Abstract: An extruded Mg-8Gd-4Y-1Nd-0.5Zr alloy was pre-heated at 470 °C for 1 h and subsequently compressed at 470 °C and two strain rates of 0.2 and 0.0003 s^-1. Microstructure, texture and mechanical properties of the alloy were examined by optical microscopy (OM), scanning electron microscopy (SEM), electron backscatter diffraction (EBSD), hardness test and tensile test. The results show that the post-deformed microstructures of alloy are non-uniform at both strain rates due to the dissolution of RE-rich particles and the occurrence of DRX. The textures of post-deformed alloy are affected by strain rate.
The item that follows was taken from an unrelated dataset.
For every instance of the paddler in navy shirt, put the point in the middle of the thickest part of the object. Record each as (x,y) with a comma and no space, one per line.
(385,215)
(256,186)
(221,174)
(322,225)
The alloy exhibits a strong basal texture of <0001>//ND (normal direction) after compression at 0.2 s^-1, while a weak texture component of <0001>//ED (extrusion direction) is formed in the compression obtained at 0.0003 s^-1. Compared with the alloy compressed at 0.0003 s^-1, the compressed alloy obtained at 0.2 s^-1 presents better comprehensive mechanical properties with the ultimate tensile strength of 426 MPa, yield strength of 345 MPa and ductility of 2.1% when being aged at 225 °C for 8 h.